QueenGeek wrote on 10/29/2006, 7:51 PM
"Excessive swap file use can slow down a render by magnitudes. Some people saw this happen with one of the newer rendertest.veg's (I did). However, I would consider this to be a program design flaw as the program should manage memory properly in the first place."

Memory management (assignment of memory to applications, paging of memory) is an O/S function, not an application function. There is a way to "lock" memory areas to prevent paging, but that is very low level, typically not used by user applications (I think its for kernel level stuff... typical application for that would be crypto function key storage), and my understanding is that the O/S will, under duress, swap to survive, regardless of what the program "requests". Now, if the Vegas developers have purposely created their own "cache" using the hard drive rather than system memory, that is another story.... And there are more and less efficient uses of memory... I don't know the internals of Vegas itself, so I cannot speak to what they could do to improve its own memory usage (as opposed to "memory management".) One way to get an improvement is to move IO into a separate thread and do smart read-aheads combined with internal caching of frequently used items so that processing continues while data is being retrieved/stored for use. You essentially figure out what the O/S will allow you to use memory wise, and then build your own "smart" caching around that. We did that on an application a few years ago and achieved a vast performance improvement. If however, the Vegas developers have done this and tuned memory usage to the max, then they are still bound by the O/S in its memory management, disk performance, and CPU processing -- which depends entirely on what your individual machine looks like. And don't forget that all Vegas projects are not equal in required resources either.

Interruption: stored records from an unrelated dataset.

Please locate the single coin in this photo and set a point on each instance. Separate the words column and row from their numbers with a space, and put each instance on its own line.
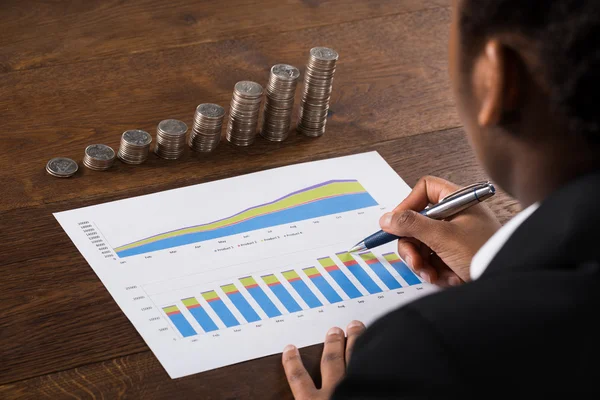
column 137, row 137
column 100, row 152
column 285, row 71
column 211, row 110
column 62, row 167
column 324, row 53
column 249, row 88
column 173, row 127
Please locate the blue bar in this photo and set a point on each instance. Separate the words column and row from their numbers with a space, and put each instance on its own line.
column 223, row 312
column 203, row 319
column 384, row 274
column 285, row 297
column 182, row 325
column 307, row 295
column 364, row 278
column 245, row 308
column 263, row 301
column 344, row 282
column 325, row 288
column 405, row 273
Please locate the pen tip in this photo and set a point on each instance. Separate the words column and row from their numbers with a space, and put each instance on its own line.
column 357, row 248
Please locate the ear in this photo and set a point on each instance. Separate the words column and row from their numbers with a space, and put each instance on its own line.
column 496, row 83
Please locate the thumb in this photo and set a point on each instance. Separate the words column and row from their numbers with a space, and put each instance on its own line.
column 410, row 223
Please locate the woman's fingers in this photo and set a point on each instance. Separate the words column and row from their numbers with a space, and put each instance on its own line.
column 353, row 331
column 333, row 365
column 298, row 378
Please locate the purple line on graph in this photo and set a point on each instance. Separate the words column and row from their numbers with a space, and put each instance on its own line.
column 247, row 209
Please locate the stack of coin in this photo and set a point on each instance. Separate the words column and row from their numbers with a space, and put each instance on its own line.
column 134, row 146
column 279, row 102
column 61, row 167
column 206, row 132
column 170, row 139
column 318, row 80
column 243, row 114
column 99, row 157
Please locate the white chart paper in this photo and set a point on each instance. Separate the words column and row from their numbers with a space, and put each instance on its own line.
column 232, row 270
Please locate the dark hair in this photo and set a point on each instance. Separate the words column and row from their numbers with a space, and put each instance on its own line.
column 566, row 37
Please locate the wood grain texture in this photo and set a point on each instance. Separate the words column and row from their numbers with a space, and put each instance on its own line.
column 391, row 82
column 84, row 325
column 56, row 33
column 81, row 72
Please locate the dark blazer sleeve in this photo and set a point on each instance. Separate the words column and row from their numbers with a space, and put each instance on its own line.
column 400, row 356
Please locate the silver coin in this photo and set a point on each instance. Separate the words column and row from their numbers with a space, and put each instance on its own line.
column 62, row 167
column 100, row 152
column 137, row 137
column 324, row 53
column 285, row 71
column 211, row 110
column 249, row 88
column 173, row 127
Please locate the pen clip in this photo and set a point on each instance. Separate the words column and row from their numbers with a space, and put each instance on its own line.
column 461, row 191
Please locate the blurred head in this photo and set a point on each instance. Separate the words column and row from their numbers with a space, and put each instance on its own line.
column 526, row 79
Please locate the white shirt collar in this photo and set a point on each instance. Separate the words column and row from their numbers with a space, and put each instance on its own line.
column 488, row 251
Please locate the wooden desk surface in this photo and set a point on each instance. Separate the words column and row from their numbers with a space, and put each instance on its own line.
column 81, row 72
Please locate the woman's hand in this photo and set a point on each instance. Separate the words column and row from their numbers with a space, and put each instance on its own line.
column 336, row 354
column 439, row 251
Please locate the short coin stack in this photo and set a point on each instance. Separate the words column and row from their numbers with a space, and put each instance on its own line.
column 134, row 146
column 206, row 132
column 243, row 114
column 318, row 80
column 99, row 157
column 62, row 167
column 170, row 139
column 279, row 102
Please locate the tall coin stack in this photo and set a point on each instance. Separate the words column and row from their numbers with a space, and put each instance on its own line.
column 98, row 157
column 206, row 132
column 318, row 80
column 134, row 146
column 279, row 102
column 243, row 114
column 170, row 139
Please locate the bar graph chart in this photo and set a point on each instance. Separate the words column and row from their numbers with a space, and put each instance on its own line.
column 182, row 324
column 402, row 269
column 323, row 286
column 199, row 314
column 341, row 279
column 240, row 302
column 236, row 269
column 358, row 272
column 349, row 281
column 386, row 277
column 302, row 288
column 215, row 302
column 259, row 295
column 282, row 293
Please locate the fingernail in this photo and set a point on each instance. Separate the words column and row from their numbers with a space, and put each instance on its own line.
column 354, row 324
column 453, row 281
column 289, row 347
column 334, row 331
column 386, row 220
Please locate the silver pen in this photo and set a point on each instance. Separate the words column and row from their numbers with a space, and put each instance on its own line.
column 447, row 207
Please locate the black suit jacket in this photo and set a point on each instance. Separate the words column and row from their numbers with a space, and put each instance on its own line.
column 527, row 326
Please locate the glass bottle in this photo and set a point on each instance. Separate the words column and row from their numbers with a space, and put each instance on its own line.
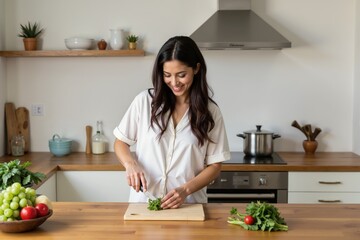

"When Vegas is operating 'correctly', the main bottleneck is in the CPU/processing."

I'm not sure what you mean by "operating correctly". CPU is a BIG factor, but it is not always the main factor. My bottleneck(s) will not be the same as those of others because my machine and project differ from theirs. It all depends on the *total* computer configuration and the resources needed for the specific project.